The number of people living with severe hunger every day in the Horn of Africa is about 13 million, according to the United Nations’ World Food Programme (WFP).
The reason? The region is drying up. Three consecutive failed rainy seasons in Ethiopia, Kenya, and Somalia have decimated crops and caused huge numbers of livestock to die. Many families have been forced to leave their homes in search of fertile lands and humanitarian assistance to help them survive.
In the Sahel region, the numbers are even worse, with an estimated 33 million people experiencing extreme hunger, according to UNICEF.
5. Hundreds of Billions of Locusts Swarmed East Africa in 2020
In this file photo taken Thursday, Jan. 16, 2020, a Samburu boy uses a wooden stick to try to swat a swarm of desert locusts filling the air, as he herds his camel near the village of Sissia, in Samburu county, Kenya.
It sounds almost biblical but it’s just another consequence of a changing climate: locust plagues.
Most of the time locusts travel alone, avoiding the heat. They need a unique combination of heavy rains and hot weather to gather in enough numbers to qualify as a swarm. But when they do, the consequences are deadly — an average swarm can travel up to 90 miles a day and destroy crops sufficient to feed 2,500 people for a year.
Unfortunately, this is the exact environment the climate crisis is creating in parts of Africa, particularly in the east, where the most recent outbreaks were the worst infestation for a quarter of a century.
6. 86 Million Africans Could Be Forced to Leave Their Homes by 2050
Displaced families arrive after being rescued from a flooded area of Mozambique in March 2019. UNHCR said that conflicts and the impact of climate change in places like Mozambique were among the leading sources of new flows of refugees in 2020.
Some 86 million Africans may be forced to migrate within their own countries by 2050 — that’s about the entire population of Iran.
Climate change-induced migration is what happens when people are forced to leave their homes because of a sudden or progressive change in the environment that adversely affects their lives. For example, a prolonged period of drought might mean agriculture is no longer a viable option for a smallholder farmer, or a family’s home might be destroyed in a flood.
When this happens, climate migrants often move to the nearest safe city or town — this is called internal climate migration and it’s the most common type.
But often, they are simply moving from one poverty situation (rural) to another (urban).
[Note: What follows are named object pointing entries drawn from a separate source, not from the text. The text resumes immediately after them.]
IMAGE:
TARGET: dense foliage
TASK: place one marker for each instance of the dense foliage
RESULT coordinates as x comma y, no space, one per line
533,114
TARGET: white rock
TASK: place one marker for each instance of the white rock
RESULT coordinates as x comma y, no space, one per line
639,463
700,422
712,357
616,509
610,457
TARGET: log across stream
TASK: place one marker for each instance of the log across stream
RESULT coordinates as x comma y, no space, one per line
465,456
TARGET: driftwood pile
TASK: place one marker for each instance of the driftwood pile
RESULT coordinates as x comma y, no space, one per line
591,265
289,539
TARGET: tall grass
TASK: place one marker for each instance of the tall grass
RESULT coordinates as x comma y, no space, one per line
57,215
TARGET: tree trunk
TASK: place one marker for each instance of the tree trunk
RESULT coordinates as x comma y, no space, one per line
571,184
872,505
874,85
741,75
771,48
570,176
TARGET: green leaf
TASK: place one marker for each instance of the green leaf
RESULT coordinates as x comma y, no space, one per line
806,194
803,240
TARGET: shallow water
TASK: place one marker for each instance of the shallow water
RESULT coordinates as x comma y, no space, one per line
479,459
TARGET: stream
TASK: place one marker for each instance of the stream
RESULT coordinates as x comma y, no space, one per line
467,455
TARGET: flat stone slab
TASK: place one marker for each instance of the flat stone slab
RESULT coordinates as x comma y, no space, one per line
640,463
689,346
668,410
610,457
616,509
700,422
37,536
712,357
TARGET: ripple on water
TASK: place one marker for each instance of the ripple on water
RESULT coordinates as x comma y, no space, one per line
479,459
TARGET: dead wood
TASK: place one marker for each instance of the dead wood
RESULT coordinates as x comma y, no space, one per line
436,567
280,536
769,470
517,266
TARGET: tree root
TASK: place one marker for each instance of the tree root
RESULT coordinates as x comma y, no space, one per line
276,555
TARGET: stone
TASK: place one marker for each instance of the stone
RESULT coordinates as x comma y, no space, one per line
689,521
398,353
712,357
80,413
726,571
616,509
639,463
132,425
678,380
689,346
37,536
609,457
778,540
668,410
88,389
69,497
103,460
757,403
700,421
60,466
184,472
This is because up to 70% of the continent’s urban population live in "slum" conditions — insecure informal settlements, sometimes without electricity, water, or basic sanitation.
Arriving in the city, these climate migrants generally take up residence in districts where locals already face high unemployment rates. Many of the people already living in these urban dwellings see the climate migrants as encroaching on the already scarce resources, which aggravates tensions and can lead to violence.
7. 1 in 3 Deaths From Extreme Weather Happen in Africa
People try to cross over a river after a bridge was swept away in Ntuzuma, outside Durban, South Africa, April 12, 2022. According to reports, prolonged rains and flooding in South Africa's KwaZulu-Natal province have claimed the lives of 300 people.
According to the World Meteorological Organization (WMO), a third of deaths due to extreme weather events over the past 50 years have occurred in Africa.
Flooding in Somalia, for example, accounted for the highest natural disaster death toll in Africa since the start of the 21st century — claiming the lives of over 20,000 people in 2010.